Deploy Django with Cloud Run and Cloud SQL

I deployed a website this past weekend using Cloud Run and Cloud SQL services from GCP. However, when handling a high number of simultaneous requests (around 5,000), my site simply crashed. I tried increasing the scalability of Cloud Run instances to 5 and raising the simultaneous connection limit to 1,000, but I kept facing database connection errors and slow performance.

Does anyone have any tips or configurations for handling websites with significant user demand in this scenario?

Focus on connection pooling in your application code - this is likely the main bottleneck. When Cloud Run scales up, it can overwhelm your database with too many connections. Implement a proper connection pool that maintains persistent connections and reuses them across requests. Then increase your Cloud SQL instance size rather than just adding more Cloud Run instances. For most web applications, a medium-tier Cloud SQL instance with proper connection pooling can handle thousands of simultaneous users.

Additionally, add caching for frequently accessed data (using Redis or Memcached) and ensure you’re not running expensive queries on each request. These two changes - proper connection pooling and strategic caching - will resolve most high-traffic scaling issues without requiring complex architecture changes.

The version of Python I am using already supports connection pooling. Would that be enough? I configured it this way:

DATABASES = {'default': env.db()}

DATABASES['default']['OPTIONS'] = {
    'pool': True
}

Moreover, I hadn’t increased my Cloud SQL instance because the graphs didn’t show any bottlenecks. However, I stress-tested it with Locust, simulating 5000 users, and after enabling the pool, the application didn’t crash—at least, it only became slow for a period of time before stabilizing. This could be due to Cloud Run scaling the instances.

5000 requests per Django instance is quite a lot. I’d recommend allowing fewer concurrent requests to a single instance, and scaling horizontally instead (more instances).

Connection pooling is particularly useful if you have a large number of threads per process (or in an async context).

Some more information of what a “crash” is would help diagnosing this. Do you get a helpful exception, or is it just a slowdown? Do the database logs show anything?

I just ran another test, making 5000 requests again. I’m trying to stress my application as much as possible since the last launch was a disaster… We had 5000 simultaneous accesses on the platform, and it completely crashed haha.

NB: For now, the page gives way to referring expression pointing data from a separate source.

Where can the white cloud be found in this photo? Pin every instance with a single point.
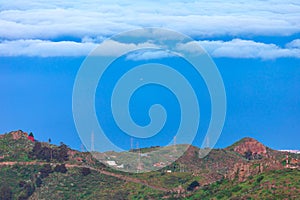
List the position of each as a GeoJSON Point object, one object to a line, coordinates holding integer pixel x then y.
{"type": "Point", "coordinates": [148, 55]}
{"type": "Point", "coordinates": [42, 48]}
{"type": "Point", "coordinates": [294, 44]}
{"type": "Point", "coordinates": [35, 27]}
{"type": "Point", "coordinates": [238, 48]}
{"type": "Point", "coordinates": [38, 19]}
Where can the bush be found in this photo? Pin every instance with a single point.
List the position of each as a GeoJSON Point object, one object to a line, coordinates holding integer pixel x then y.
{"type": "Point", "coordinates": [259, 179]}
{"type": "Point", "coordinates": [5, 193]}
{"type": "Point", "coordinates": [60, 168]}
{"type": "Point", "coordinates": [38, 182]}
{"type": "Point", "coordinates": [85, 171]}
{"type": "Point", "coordinates": [46, 170]}
{"type": "Point", "coordinates": [193, 185]}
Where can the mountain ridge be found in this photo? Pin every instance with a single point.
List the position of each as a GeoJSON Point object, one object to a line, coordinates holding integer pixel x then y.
{"type": "Point", "coordinates": [185, 178]}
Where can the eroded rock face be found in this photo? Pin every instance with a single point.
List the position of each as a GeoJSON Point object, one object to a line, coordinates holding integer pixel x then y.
{"type": "Point", "coordinates": [241, 171]}
{"type": "Point", "coordinates": [251, 145]}
{"type": "Point", "coordinates": [18, 134]}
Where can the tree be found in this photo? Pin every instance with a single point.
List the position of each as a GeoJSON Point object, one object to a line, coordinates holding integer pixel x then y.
{"type": "Point", "coordinates": [248, 155]}
{"type": "Point", "coordinates": [38, 182]}
{"type": "Point", "coordinates": [5, 193]}
{"type": "Point", "coordinates": [63, 152]}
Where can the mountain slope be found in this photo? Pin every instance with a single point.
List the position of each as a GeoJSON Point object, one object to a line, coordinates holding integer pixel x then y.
{"type": "Point", "coordinates": [39, 170]}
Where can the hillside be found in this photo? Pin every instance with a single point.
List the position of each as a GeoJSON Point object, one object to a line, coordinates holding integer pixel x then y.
{"type": "Point", "coordinates": [244, 170]}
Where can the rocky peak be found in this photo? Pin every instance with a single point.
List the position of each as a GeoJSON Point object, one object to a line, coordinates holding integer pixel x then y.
{"type": "Point", "coordinates": [16, 135]}
{"type": "Point", "coordinates": [249, 145]}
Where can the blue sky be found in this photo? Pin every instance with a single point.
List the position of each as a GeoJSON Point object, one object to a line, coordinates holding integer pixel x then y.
{"type": "Point", "coordinates": [256, 47]}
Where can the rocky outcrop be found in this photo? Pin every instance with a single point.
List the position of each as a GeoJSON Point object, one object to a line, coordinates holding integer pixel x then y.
{"type": "Point", "coordinates": [241, 171]}
{"type": "Point", "coordinates": [250, 145]}
{"type": "Point", "coordinates": [16, 135]}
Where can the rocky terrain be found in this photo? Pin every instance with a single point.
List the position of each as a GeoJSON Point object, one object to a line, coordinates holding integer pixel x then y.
{"type": "Point", "coordinates": [40, 170]}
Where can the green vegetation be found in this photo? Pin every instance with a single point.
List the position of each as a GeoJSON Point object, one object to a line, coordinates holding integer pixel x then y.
{"type": "Point", "coordinates": [279, 184]}
{"type": "Point", "coordinates": [37, 170]}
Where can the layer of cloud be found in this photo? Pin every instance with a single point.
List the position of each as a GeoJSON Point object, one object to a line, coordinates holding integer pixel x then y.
{"type": "Point", "coordinates": [236, 48]}
{"type": "Point", "coordinates": [42, 48]}
{"type": "Point", "coordinates": [37, 19]}
{"type": "Point", "coordinates": [149, 55]}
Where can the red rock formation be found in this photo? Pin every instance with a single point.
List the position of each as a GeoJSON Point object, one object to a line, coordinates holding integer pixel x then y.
{"type": "Point", "coordinates": [252, 145]}
{"type": "Point", "coordinates": [18, 134]}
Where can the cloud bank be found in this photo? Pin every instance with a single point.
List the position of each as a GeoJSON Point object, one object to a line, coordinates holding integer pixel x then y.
{"type": "Point", "coordinates": [65, 28]}
{"type": "Point", "coordinates": [236, 48]}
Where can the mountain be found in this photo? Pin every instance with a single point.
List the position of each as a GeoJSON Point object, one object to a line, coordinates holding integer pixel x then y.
{"type": "Point", "coordinates": [245, 170]}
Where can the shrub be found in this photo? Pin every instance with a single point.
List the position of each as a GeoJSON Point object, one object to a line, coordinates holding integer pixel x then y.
{"type": "Point", "coordinates": [46, 170]}
{"type": "Point", "coordinates": [5, 193]}
{"type": "Point", "coordinates": [85, 171]}
{"type": "Point", "coordinates": [60, 168]}
{"type": "Point", "coordinates": [193, 185]}
{"type": "Point", "coordinates": [259, 179]}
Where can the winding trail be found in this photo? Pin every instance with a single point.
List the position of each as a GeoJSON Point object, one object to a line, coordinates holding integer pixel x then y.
{"type": "Point", "coordinates": [120, 176]}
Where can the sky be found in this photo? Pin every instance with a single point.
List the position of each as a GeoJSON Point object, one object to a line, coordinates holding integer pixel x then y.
{"type": "Point", "coordinates": [255, 46]}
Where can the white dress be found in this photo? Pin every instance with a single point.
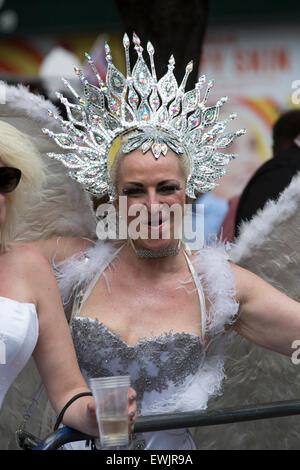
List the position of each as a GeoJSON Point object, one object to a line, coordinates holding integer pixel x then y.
{"type": "Point", "coordinates": [172, 372]}
{"type": "Point", "coordinates": [18, 336]}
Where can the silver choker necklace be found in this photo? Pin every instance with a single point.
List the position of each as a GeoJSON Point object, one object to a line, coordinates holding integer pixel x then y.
{"type": "Point", "coordinates": [145, 253]}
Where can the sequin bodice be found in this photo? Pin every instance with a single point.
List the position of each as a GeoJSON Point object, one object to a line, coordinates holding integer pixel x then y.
{"type": "Point", "coordinates": [154, 364]}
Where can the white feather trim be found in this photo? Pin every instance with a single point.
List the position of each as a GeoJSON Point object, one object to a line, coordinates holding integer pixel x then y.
{"type": "Point", "coordinates": [219, 285]}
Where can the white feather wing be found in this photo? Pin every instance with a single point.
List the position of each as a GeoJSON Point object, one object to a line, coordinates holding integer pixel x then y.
{"type": "Point", "coordinates": [269, 246]}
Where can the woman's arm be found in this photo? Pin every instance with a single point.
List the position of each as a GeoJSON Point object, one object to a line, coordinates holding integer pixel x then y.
{"type": "Point", "coordinates": [54, 353]}
{"type": "Point", "coordinates": [266, 316]}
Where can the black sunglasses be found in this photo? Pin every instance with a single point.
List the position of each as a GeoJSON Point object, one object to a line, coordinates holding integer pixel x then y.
{"type": "Point", "coordinates": [9, 179]}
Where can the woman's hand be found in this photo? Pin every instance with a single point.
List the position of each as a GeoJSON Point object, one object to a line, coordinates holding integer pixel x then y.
{"type": "Point", "coordinates": [132, 412]}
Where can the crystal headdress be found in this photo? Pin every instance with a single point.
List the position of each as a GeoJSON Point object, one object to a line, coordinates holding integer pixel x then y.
{"type": "Point", "coordinates": [159, 114]}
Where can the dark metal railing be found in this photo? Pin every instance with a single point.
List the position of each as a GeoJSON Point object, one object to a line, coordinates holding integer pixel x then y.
{"type": "Point", "coordinates": [185, 420]}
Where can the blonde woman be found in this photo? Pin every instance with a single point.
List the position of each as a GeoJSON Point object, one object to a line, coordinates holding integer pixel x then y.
{"type": "Point", "coordinates": [32, 321]}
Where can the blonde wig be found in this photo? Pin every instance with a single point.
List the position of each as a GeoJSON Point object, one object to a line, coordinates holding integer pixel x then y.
{"type": "Point", "coordinates": [16, 150]}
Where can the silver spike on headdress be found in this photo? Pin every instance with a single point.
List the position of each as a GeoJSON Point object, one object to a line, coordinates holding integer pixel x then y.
{"type": "Point", "coordinates": [158, 114]}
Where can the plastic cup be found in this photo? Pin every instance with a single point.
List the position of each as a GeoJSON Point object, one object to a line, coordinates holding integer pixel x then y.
{"type": "Point", "coordinates": [111, 398]}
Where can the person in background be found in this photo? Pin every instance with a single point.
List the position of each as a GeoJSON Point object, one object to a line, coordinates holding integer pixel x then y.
{"type": "Point", "coordinates": [32, 320]}
{"type": "Point", "coordinates": [275, 174]}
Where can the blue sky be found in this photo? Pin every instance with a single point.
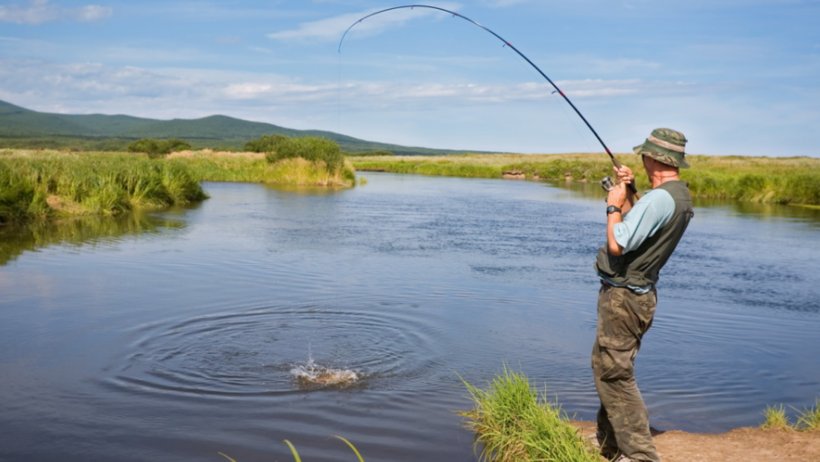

But from the test, I noticed a significant improvement. I still encountered many errors, which seem to be due to the instances not being able to scale enough to meet the demand. But now I’m wondering—isn’t Cloud Run designed for high-demand applications?

I configured my Cloud Run as follows:

  • Memory: 4 GiB
  • vCPUs: 2
  • Maximum simultaneous requests per instance: 80
  • Revision scaling: 0 - 5

I couldn’t allocate more resources because my GCP quota limits me… And from what I’ve seen, Google Cloud doesn’t allow me to request an increase since it says I’m not utilizing all the available resources, so I don’t need it. Now I’m stuck trying to figure out where the bottleneck in my application is.

Just to clarify, I’m using a Postgres database on Cloud SQL with the following specs:

  • vCPUs: 2
  • Memory: 8 GB

Errors Logs database:

Throwing more resources at the problem isn’t always the best solution. 4GB and 2 cores is quite a lot of compute.

If your app is async and doing DB queries, that can cause lots of DB connections, and timeouts with the connection pool. It sounds like pool contention is your main issue, not necessarily resources.